Tell us about your entry ‘Blood Sports’. What drew you to write about this topic?
I don’t think our society has ever come to terms with the extent to which violence and sex played foundational roles in the representation of our culture. This is not meant in a metaphorical sense; we have embedded the structures of ancient pornographers and gladiators in our ways of writing and living in ways that still persist in 2015. If anything, this inheritance is only becoming more pronounced.
My entry, ‘Blood Sports’, uses the specific context of a highly personalised autobiographical narrative to try and draw broader conclusions about how these historical systems shape the nature of lived experience today.
I started thinking about this project after reading an article in The Monthly called ‘The Pencil and the Damage Done’, by Ceridwen Dovey. She wrote about the ‘perverse attraction’ that ‘autobiographical fiction’ holds for Australian readers and writers. More importantly, she challenged the privileged position of male Australian writers of that work. ‘Blood Sports’ is my attempt to live up to those provocations.
What do you think of writing that blurs the lines between fiction and nonfiction? Does the line matter?
Sometimes the real world is roadkill.
I spent most of the last 18 months writing an absurd script loosely based on the life of former Queensland Premier Campbell Newman. In telling that story I felt like there was nothing I could say about him or his family that would be worse than some of the things he had done to his opponents. Now that’s over I’m trying to recalibrate my sense of what’s right and fair. As a very privileged young white man from The Glorious Republic of Melbourne’s Inner North, I like believing that ‘your first responsibility is always to the story’, but often that can be a cop out. I just read John McPhee’s ‘Writing by Omission’, where he says that ‘creative nonfiction is not making something up but making the most of what you have’, and that seems like a much healthier sensibility.
Something else I’m always interested in is how and why writers of such work foreground ‘the line’. For instance, reading something like Oliver Mol’s postscript to Lion Attack!, where he systematically laid out what was true and false (or what was constructed, or combined), was fascinating.
Which nonfiction writer would you most like to have a drink with, and why?
I want to have a beer with Gavin King, Campbell Newman’s official biographer, just so I can comprehensively destroy him in a contest of wits, strength, and ‘Can Do’ trivia.
In a more civilised world, I’d love to meet the American writer Barbara Ehrenreich, who spent years researching and writing a book called Blood Rites. It’s about the evolution of the ways that societies have prepared our minds, bodies, and souls for battle over the ages.

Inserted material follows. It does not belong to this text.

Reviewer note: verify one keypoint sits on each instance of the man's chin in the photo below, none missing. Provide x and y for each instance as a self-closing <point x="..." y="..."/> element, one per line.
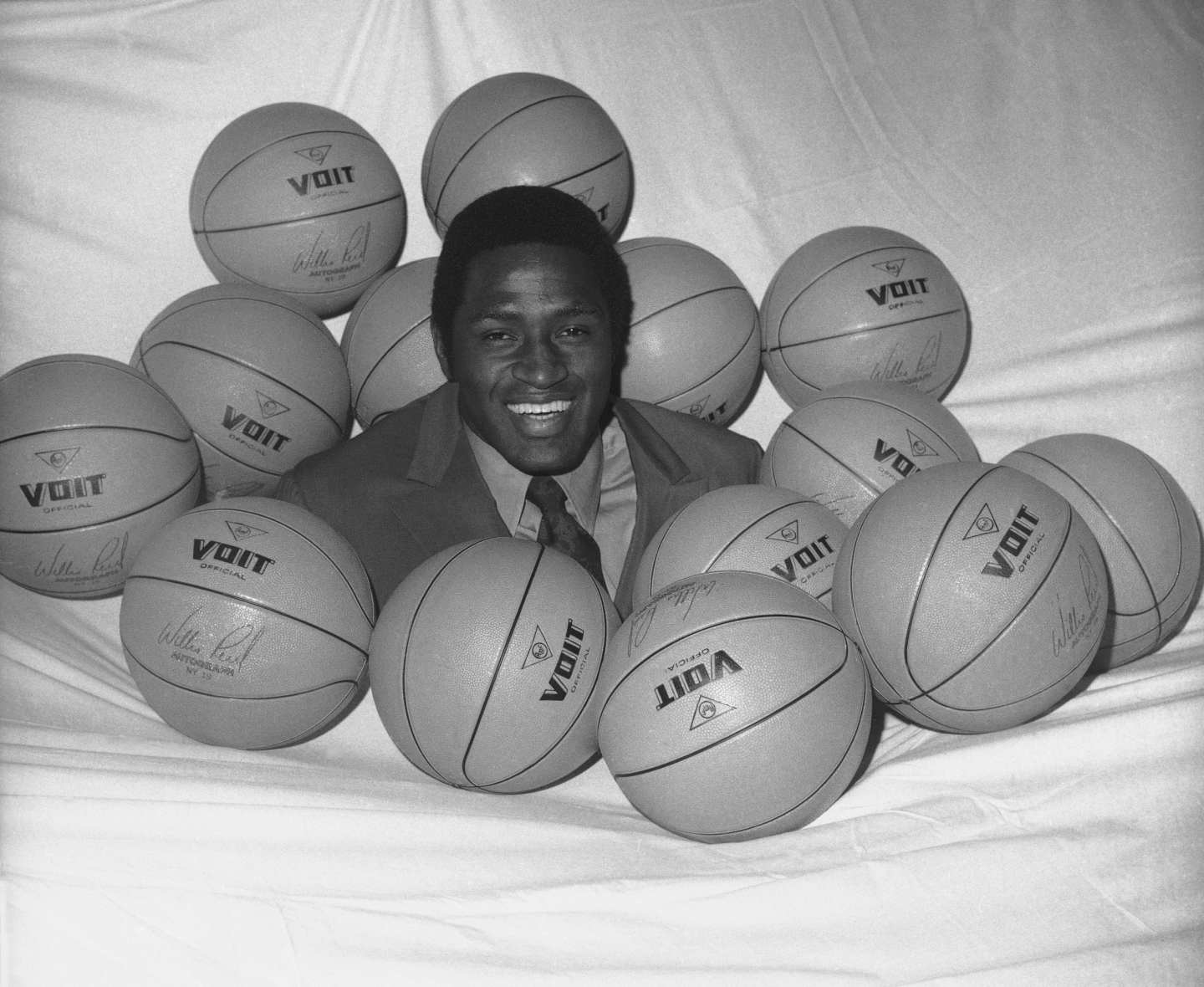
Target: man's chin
<point x="547" y="457"/>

Something I’m wondering about is the emergence of our hybrid model of soldier-politicians, candidates such as Andrew Hastie, and their place within Western democracies. I’d love to ask her about them.
Who is guilty of greater crimes against literature: James Franco or James Frey?
Franco, for hoarding the film rights to Blood Meridian. Scalping seems like an era-appropriate punishment.
Do you agree with any of Jonathan Franzen’s opinions?
To be honest, I haven’t read any of his work. The first result when I tried to find some opinions to agree with was an article titled ‘The Literary Industrial Complex of Hating Jonathan Franzen’. Not wanting to miss out on such a lucrative opportunity, I went to his Wikiquote page, where the following stuck out:
‘What's your impression of the ship so far?’ she asked. ‘Is it really super authentic?’
‘Well, it does seem to be floating,’ Mr Söderblad said with a smile, ‘in spite of heavy seas.’
— Jonathan Franzen, The Corrections (2001)
As John Howard was fond of saying: ‘Context is everything.’
Which book would be least likely to gain a place on your bookshelf, and why? Diana Rajchel’s Divorcing a Real Witch: for pagans and the people that used to love them, John Howard’s Lazarus Rising, or Linda Sunshine’s Dan Brown’s Angels and Demons — a companion.
Definitely Lazarus Rising! If there are nine rungs of hell for political tragics, I would be burnt to a crisp in a toasted sandwich of Antony Green on rye. Once I’m finished parsing that sentence, I’d love nothing better than to join Johnny and his skeletal crew of battlers onboard The Mateship.
Lazarus Rising wins on the title alone — not since John Major’s The Autobiography or Alan Clark’s Diaries has a title inspired mankind to such giddy heights. It’s certainly much better than Can Do: Campbell Newman and the challenge of reform.